What about the fundamental right to an education? You may be surprised to know there is no such fundamental right under the Constitution, which does not mention education at all; the Supreme Court said this in 1973. And, the Court says, "no court appears ever to have held" that the Constitution requires strict scrutiny (the most difficult legal standard to overcome in American law) in reviewing immunization mandates. With all the talk about substantive due process in the past few months in the abortion and family planning context, there has been almost not talk about the lack of any fundamental right to an education under the Constitution. 

Since the state regulations do not implicate a fundamental right, the Court applies the rational basis test, which is highly deferential to governmental decisionmaking. The state meets this test because it has a legitimate need to vaccinate students to prevent the spread of measles. We had an outbreak in 2018-19 and the state doesn't want a repeat performance. The state regulations are also reasonably related to this objective, the Court says, because they conform to national medical exemption standards and prevent parents from obtaining illegitimate medical exemptions following the religious exemption repeal a few years ago. The state may also delegate to school districts the authority to grant or deny these medical exemptions; that process is also rationally related to the state's interest in regulating measles and other viruses.

Monday, August 1, 2022

Judge Newman's dissent on courthouse speech issue

It is not very often that we get a pure free speech issue before the Second Circuit. In this case, the Court of Appeals rules that a state law prohibiting certain speech within 200 feet from a state courthouse may be unconstitutional as applied to a jury nullification activist who stood outside Bronx Supreme with a sign telling everyone to Google "jury nullification." But the Court splits on whether the statute is unconstitutional on its face. The majority sidesteps that issue because the record in the district court is not fully developed yet. Judge Newman disagrees. Here I will discuss Judge Newman's dissent on that issue.

The case is Picard v. Magliano, issued on July 27. I know Judge Newman to be a free-speech warrior.
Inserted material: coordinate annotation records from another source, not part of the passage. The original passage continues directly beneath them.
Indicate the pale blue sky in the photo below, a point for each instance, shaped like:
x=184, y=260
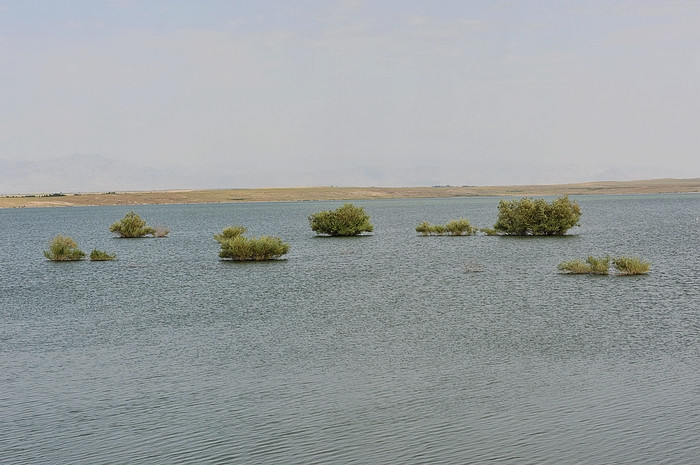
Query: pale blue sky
x=276, y=90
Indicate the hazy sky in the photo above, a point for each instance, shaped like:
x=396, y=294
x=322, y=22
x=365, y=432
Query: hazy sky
x=286, y=86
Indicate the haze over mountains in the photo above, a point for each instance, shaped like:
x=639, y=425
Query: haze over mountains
x=97, y=173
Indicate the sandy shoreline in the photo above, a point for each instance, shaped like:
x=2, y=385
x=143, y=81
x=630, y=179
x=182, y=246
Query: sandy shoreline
x=291, y=194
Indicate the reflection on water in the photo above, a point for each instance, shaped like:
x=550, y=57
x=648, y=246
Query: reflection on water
x=376, y=349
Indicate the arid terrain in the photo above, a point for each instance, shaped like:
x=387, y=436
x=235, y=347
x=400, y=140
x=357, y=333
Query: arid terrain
x=343, y=193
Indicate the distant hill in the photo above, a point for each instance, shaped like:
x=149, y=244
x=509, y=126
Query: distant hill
x=97, y=173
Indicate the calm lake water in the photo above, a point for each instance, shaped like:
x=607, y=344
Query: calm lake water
x=386, y=348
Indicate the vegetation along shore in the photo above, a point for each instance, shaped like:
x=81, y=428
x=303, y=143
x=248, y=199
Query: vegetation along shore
x=290, y=194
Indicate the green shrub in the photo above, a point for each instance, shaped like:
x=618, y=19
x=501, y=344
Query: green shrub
x=599, y=265
x=537, y=217
x=460, y=227
x=132, y=226
x=101, y=256
x=230, y=233
x=236, y=247
x=424, y=228
x=347, y=220
x=575, y=267
x=63, y=248
x=631, y=266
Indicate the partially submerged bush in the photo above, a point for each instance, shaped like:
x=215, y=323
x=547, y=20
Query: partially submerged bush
x=537, y=217
x=132, y=226
x=460, y=227
x=236, y=247
x=101, y=256
x=601, y=265
x=62, y=249
x=631, y=266
x=347, y=220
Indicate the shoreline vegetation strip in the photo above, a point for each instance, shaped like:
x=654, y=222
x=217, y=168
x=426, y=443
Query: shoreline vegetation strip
x=291, y=194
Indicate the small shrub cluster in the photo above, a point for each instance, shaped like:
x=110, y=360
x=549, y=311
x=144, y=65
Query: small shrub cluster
x=460, y=227
x=101, y=256
x=347, y=220
x=133, y=226
x=601, y=265
x=236, y=247
x=537, y=217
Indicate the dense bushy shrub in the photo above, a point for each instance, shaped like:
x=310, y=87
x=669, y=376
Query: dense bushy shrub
x=236, y=247
x=537, y=217
x=347, y=220
x=601, y=265
x=101, y=256
x=62, y=249
x=460, y=227
x=631, y=265
x=132, y=226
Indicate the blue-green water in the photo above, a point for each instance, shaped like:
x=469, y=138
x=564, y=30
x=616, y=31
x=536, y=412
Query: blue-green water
x=387, y=348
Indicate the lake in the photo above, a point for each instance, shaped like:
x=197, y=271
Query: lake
x=384, y=348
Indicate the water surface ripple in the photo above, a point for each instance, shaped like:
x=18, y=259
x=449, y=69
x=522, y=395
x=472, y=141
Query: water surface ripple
x=387, y=348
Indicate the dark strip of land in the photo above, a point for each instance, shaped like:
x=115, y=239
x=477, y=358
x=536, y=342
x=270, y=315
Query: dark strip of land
x=290, y=194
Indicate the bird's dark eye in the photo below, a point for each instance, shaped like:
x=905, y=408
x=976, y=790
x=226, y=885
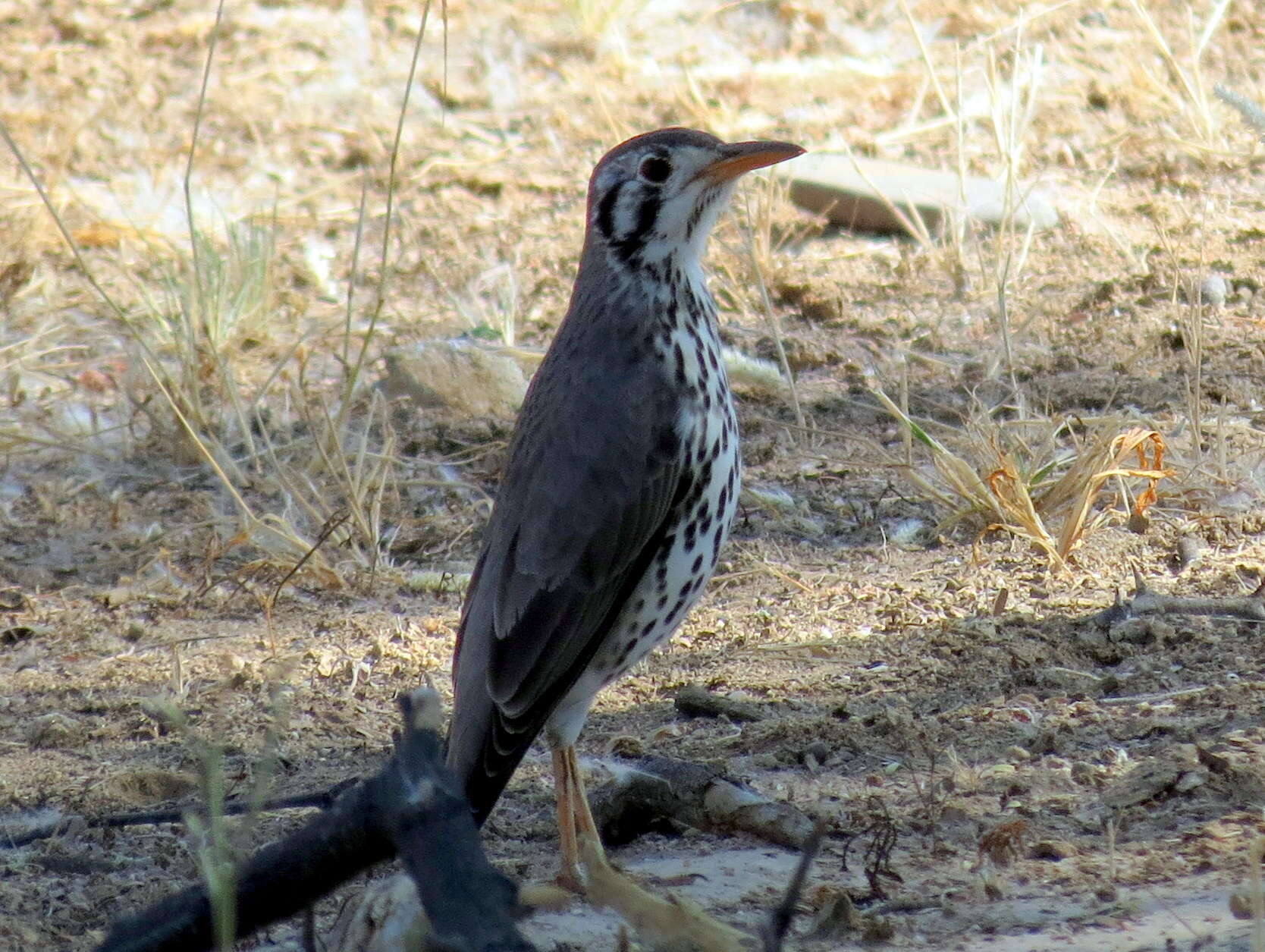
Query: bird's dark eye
x=654, y=168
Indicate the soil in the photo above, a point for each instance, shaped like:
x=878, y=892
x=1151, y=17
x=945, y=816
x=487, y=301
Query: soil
x=931, y=683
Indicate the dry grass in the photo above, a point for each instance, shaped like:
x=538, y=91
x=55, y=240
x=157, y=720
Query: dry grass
x=214, y=319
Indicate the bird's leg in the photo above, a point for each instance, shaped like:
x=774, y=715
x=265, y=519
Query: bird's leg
x=579, y=804
x=575, y=818
x=563, y=795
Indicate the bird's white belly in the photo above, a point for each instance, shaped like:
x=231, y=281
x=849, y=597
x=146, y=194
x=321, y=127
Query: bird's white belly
x=677, y=573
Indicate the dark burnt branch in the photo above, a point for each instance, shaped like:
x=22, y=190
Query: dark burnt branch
x=414, y=806
x=780, y=917
x=1147, y=602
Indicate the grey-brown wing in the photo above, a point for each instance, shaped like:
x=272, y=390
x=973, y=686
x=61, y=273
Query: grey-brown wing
x=595, y=470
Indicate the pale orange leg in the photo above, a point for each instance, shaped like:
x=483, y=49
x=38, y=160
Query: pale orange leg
x=575, y=818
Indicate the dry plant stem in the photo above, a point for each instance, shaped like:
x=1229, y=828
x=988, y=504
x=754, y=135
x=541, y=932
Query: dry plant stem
x=193, y=149
x=1251, y=113
x=926, y=58
x=380, y=298
x=774, y=325
x=1255, y=857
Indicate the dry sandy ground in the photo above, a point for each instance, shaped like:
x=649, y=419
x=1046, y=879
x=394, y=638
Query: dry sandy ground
x=1045, y=784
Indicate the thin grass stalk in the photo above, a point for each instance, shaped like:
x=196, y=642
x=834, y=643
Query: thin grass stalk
x=380, y=298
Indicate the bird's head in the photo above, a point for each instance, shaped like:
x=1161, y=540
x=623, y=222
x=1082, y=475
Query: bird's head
x=658, y=195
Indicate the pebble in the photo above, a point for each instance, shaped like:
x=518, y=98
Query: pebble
x=1212, y=291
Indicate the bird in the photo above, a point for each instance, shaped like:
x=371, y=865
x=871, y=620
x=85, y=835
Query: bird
x=621, y=476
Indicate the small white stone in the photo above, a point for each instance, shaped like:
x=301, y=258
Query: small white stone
x=1212, y=291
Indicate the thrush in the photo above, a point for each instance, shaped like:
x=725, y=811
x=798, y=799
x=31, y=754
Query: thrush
x=621, y=480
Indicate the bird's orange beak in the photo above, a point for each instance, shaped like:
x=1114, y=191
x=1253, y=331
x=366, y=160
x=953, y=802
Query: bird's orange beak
x=739, y=157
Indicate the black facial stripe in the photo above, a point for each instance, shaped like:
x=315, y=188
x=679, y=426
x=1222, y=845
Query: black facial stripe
x=645, y=217
x=629, y=244
x=606, y=212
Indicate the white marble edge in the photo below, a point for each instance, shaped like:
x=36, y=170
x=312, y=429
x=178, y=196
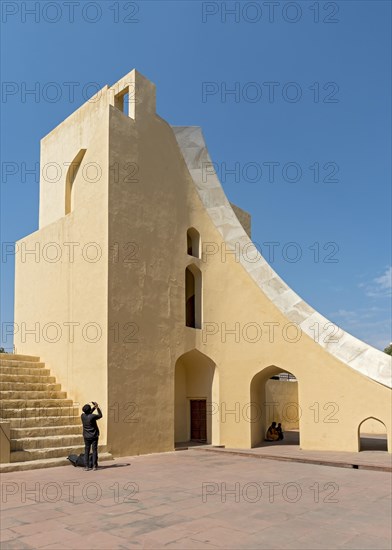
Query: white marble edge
x=356, y=354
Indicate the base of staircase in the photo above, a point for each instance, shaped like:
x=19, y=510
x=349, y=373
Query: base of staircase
x=43, y=463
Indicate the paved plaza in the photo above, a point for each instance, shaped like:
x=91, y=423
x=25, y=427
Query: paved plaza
x=196, y=499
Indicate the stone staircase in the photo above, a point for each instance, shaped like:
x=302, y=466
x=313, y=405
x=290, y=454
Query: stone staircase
x=45, y=426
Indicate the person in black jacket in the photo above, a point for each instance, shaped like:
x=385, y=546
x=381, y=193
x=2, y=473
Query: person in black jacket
x=90, y=433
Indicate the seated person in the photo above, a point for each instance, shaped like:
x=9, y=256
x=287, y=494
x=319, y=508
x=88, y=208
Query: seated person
x=280, y=432
x=272, y=434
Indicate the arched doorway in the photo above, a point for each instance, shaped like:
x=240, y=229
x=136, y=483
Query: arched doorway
x=274, y=398
x=70, y=178
x=372, y=435
x=196, y=395
x=193, y=297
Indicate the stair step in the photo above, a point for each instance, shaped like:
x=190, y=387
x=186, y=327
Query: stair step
x=21, y=371
x=49, y=442
x=38, y=404
x=10, y=395
x=46, y=421
x=22, y=364
x=52, y=452
x=27, y=378
x=19, y=357
x=28, y=386
x=24, y=432
x=46, y=463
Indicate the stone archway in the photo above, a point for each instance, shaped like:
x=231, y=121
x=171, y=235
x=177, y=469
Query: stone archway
x=274, y=401
x=196, y=395
x=372, y=435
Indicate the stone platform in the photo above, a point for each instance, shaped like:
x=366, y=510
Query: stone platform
x=197, y=499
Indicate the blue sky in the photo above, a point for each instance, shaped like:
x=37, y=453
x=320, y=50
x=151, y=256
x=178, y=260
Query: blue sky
x=311, y=86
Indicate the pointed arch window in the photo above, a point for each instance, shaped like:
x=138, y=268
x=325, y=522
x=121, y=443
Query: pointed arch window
x=193, y=242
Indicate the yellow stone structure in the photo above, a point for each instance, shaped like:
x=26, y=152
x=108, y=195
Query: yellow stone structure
x=142, y=290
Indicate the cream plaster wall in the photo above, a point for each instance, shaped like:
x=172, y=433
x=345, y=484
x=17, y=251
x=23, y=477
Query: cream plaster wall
x=141, y=216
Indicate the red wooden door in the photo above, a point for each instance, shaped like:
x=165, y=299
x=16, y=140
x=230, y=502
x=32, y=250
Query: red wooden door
x=199, y=419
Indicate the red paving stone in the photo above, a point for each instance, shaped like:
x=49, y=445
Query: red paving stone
x=195, y=499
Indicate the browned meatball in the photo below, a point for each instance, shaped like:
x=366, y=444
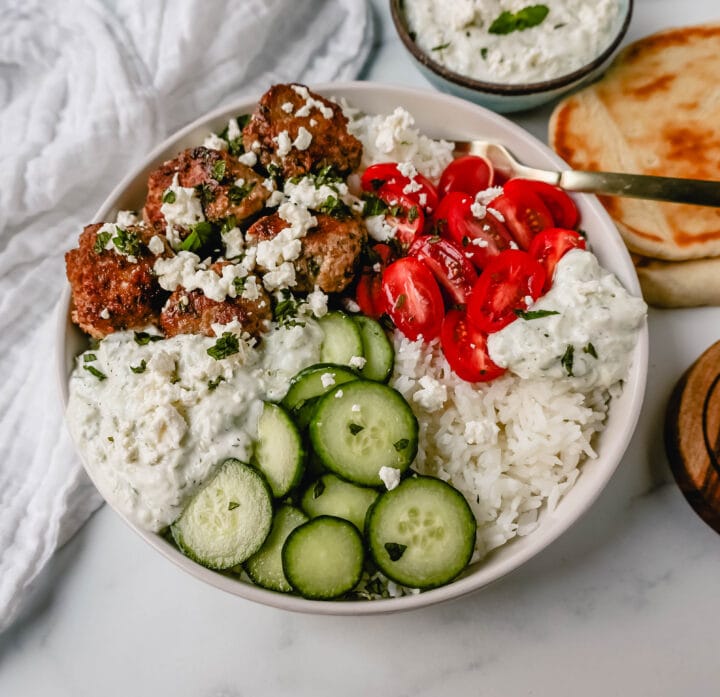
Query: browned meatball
x=191, y=312
x=215, y=173
x=331, y=143
x=329, y=252
x=111, y=291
I recall a concurrence he issued in 1993 on workplace speech retaliation where he said the Court of Appeals was moving too fast on these issues, to the detriment of plaintiffs. Thirty years later, Judge Newman weighs in on the courthouse picketing law, noting that content-based speech restrictions are reviewed under the "strict scrutiny" test, the most unforgiving test in constitutional law, presuming the law is unconstitutional unless the government has a compelling reason for the speech restriction and the. restriction is narrowly-tailored to satisfy that compelling interest.

Judge Newman notes the statute does not prohibit expression that is likely to disrupt ongoing proceedings. It simply prohibits picketing that would "concern[] the conduct of a trial being held in such courthouse." He notes that some placard-speech would not interfere with ongoing proceedings, such as a sign that says that "the trials in this courthouse are generally unfair." That sign would concern an ongoing trial, but it would not influence any jurors. That makes the statute overbroad, and the First Amendment does not like overbroad statutes.

What also makes the statute overbroad is its geographic scope, barring certain speech. within 200 feet from the courthouse. That's just too far from the building to communicate your message to anyone relevant. Judge Newman notes that 200 feet is two-thirds the length of a 100-yard football field. "The subsection forces a person delivering a message about ongoing court proceedings to stand away from potential listeners and readers at a location equivalent to that of a person standing on a 33-yard line whose spoken words could not be heard in the far end zone or whose writings displayed at that location could not be read in that end zone." As those with an important message "are entitled to have their views heard and read in the vicinity of a courthouse, even though the State can bar speech unduly influencing such proceedings expressed to close to the courthouse that their views can be easily heard or read."